How often I have let life get in the way of living….too often I don’t make the plans I should make to create the life and legacy I want to have.

This weekly confessional has done more to get me going in the right direction than I ever could have imagined.  Especially, since it isn’t the type of blog I intended.  But, it is what is has become.  A telling of the days passing.

For this evening, I had forgotten it was Monday, I suppose.  He reminded me I needed to write.  Suddenly I was flooded with things to consider.

I wanted to write about my friend losing her mother the other day.  The funeral is upcoming.

I wanted to write about how wonderful the sound of my brother’s voice is on the other end of the phone line.

I wanted to write about the thrill of getting a text from my son asking a simple question.  Just seeing his name on my phone…..

I wanted to write about coordinating Christmas gift buying over the phone with my daughter and her beloved.

I wanted to write about missing the deer stand.  Haven’t made it to the woods in weeks.

I wanted to write about the unexpected places and circumstances that create treasured relationships.

I wanted to explain why I want to live to be an old woman who is vibrant and healthy and self-reliant.

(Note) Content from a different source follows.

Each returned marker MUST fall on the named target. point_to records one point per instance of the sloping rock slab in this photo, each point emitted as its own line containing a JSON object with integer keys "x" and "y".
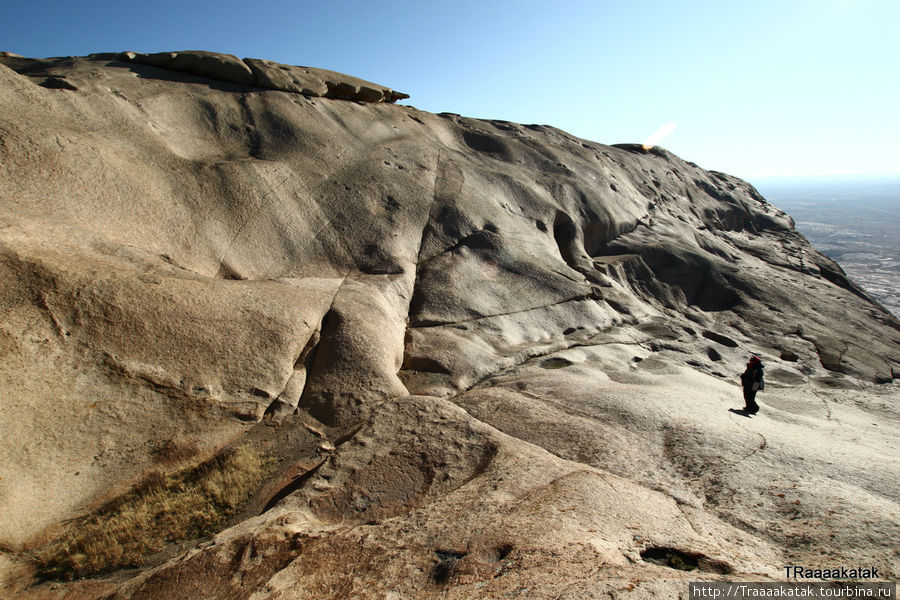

So, here goes the “reader’s digest” version of what should be many different posts.

I hated hearing my friend express regret.  Feeling she didn’t do enough to take care of her mother.  Been in that exact place myself.  I just had to forgive myself and give myself compassion.

I loved discussing with my brother how to manage a salt-free turkey breast for a dear aunt’s dietary needs.  Sharing a suggestion for seasoning it.  Hearing his plans. Looking forward to seeing him in a few days.  Trying to not consider how long it has been since we were together.

I believe my son is way more awesome than a rock star.  He is awesome coolness to the max!  The life he is leading is proof that I have done something right in my life.  Of course, I did not do it alone.  But, nevertheless, I take credit for what part I did play in his upbringing.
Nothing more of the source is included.